With the exception of a few personal favorites, celebrity marriage and divorce isn’t a topic I watch closely. However, a few days ago, I was reading an article that referenced Jennifer Aniston’s Post-Brad interview with Vanity Fair. I wasn’t familiar with the piece, and (given the topic) I was curious. So, I did some searching and found the interview. I read it on my phone, in my kitchen, a few paragraphs at a time, while attempting to make my own dark chocolate almond butter cups (what an adventure that was!).
The interview captures Jen as a raw and real human being, finding her way after her world turned upside-down. She came across as wounded, yet hopeful. She was in the process of healing, of reconnecting with herself… of indulging in comfy couches. I thought her to be the embodiment of strength and dignity… a role model for all women scorned.

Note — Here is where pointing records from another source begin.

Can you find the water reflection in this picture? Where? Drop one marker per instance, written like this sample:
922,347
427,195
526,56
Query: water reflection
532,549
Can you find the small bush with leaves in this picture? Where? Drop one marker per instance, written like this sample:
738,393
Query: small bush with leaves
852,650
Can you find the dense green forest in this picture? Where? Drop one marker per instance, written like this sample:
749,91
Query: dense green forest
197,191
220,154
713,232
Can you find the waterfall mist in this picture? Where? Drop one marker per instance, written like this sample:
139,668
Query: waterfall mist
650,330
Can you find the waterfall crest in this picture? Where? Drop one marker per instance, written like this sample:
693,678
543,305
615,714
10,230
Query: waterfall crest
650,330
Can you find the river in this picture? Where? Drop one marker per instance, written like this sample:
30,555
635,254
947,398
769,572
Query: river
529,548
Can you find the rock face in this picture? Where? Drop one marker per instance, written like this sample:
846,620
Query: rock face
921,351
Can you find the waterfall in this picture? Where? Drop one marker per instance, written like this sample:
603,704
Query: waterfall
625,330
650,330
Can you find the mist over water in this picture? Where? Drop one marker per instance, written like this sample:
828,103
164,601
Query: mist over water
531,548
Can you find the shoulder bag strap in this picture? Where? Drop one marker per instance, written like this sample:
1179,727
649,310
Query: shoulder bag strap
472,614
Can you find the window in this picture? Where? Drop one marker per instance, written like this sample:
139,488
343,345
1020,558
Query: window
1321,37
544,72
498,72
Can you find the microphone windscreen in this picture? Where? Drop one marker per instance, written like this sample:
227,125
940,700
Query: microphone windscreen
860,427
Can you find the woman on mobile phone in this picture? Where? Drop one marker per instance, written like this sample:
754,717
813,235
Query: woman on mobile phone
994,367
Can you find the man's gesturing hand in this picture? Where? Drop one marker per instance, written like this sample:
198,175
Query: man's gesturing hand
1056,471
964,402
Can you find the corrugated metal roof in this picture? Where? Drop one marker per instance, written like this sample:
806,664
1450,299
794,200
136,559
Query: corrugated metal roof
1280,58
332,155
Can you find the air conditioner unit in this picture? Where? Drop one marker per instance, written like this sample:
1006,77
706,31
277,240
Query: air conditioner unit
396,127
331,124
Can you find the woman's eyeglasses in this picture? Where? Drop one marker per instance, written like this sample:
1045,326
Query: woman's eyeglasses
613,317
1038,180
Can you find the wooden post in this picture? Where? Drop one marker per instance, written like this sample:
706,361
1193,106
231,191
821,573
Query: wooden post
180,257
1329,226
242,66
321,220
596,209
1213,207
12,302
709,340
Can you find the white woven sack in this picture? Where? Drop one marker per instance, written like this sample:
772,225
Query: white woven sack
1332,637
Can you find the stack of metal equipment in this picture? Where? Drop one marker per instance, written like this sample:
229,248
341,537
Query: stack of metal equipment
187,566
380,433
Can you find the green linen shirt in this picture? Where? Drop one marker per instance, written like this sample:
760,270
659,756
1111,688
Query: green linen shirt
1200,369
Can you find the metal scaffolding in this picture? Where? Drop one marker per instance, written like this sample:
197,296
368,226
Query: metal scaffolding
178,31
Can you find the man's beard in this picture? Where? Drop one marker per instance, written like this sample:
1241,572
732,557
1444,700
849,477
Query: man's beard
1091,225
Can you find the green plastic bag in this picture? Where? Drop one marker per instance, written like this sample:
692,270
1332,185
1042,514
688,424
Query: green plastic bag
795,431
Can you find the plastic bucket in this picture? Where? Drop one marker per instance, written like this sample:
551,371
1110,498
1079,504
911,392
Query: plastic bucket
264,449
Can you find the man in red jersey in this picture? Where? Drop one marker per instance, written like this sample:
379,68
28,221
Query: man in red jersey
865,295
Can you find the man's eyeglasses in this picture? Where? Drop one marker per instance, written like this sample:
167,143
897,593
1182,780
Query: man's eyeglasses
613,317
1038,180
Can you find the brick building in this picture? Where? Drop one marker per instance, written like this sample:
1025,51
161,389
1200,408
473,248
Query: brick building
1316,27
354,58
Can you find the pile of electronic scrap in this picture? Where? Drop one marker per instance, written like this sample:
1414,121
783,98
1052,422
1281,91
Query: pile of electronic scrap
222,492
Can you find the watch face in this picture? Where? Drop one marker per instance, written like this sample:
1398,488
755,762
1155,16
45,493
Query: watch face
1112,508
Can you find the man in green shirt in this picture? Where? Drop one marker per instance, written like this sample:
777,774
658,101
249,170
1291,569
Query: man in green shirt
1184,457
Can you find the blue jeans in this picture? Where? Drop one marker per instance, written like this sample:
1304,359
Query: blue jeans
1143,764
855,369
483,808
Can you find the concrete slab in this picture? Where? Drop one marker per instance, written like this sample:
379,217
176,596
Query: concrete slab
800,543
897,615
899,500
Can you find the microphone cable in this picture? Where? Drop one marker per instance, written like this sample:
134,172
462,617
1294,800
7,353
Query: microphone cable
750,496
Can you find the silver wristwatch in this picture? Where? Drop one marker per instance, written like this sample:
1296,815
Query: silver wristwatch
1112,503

When asked about marriage, she said something interesting:
“It’s like the ebb and flow of every relationship,” Aniston says. “…What’s fantastic about marriage is getting through those ebbs and flows with the same person, and looking across the room and saying, ‘I’m still here. And I still love you.’ You re-meet, reconnect. You have marriages within marriages within marriages. That’s what I love…”
Marriages Within Marriages Within Marriages.
She’s right. Couples who stay married for decades actually live through multiple incarnations of their partnership. The union of two almost-broke twenty-somethings is a lot different than the marriage of middle-aged middle classers with kids in middle school… and that marriage is different from that of retirees spending their golden years in a condo near the beach.
A more extreme example: Kody and Meri Brown (from the show Sister Wives) had a “normal” monogamous marriage before transitioning to a plural marriage when Kody married Janelle. And those individual partnerships ended and were created in a new form with the addition of wives #3 and 4.
People change. So do relationships.
As minds open and the conversation broadens, there’s talk about “Starter Marriages” and structuring marriage to be a renewable contract. I like those ideas… but now I’m realizing that, in reality, this verbiage only serves to describe what happens in real life. Thinking back to my own scenario (the short-and-simple version):
I chose the marriage in which my husband and I lived in a small town and were both devoted to our careers. After some time, my husband wanted a different marriage: one in which we adopted more traditional gender roles while we raised children. I didn’t. Essentially, it was time to renegotiate the contract of our marriage, and we couldn’t come to an agreement. As a result, the partnership ended and we did not create a new one.
All of this further illustrates the fact that we (as a culture) need to STOP SHAMING PEOPLE WHO GET DIVORCED. Even those who celebrate their 75th anniversary have enjoyed/endured more than one marriage. That’s just the way it is.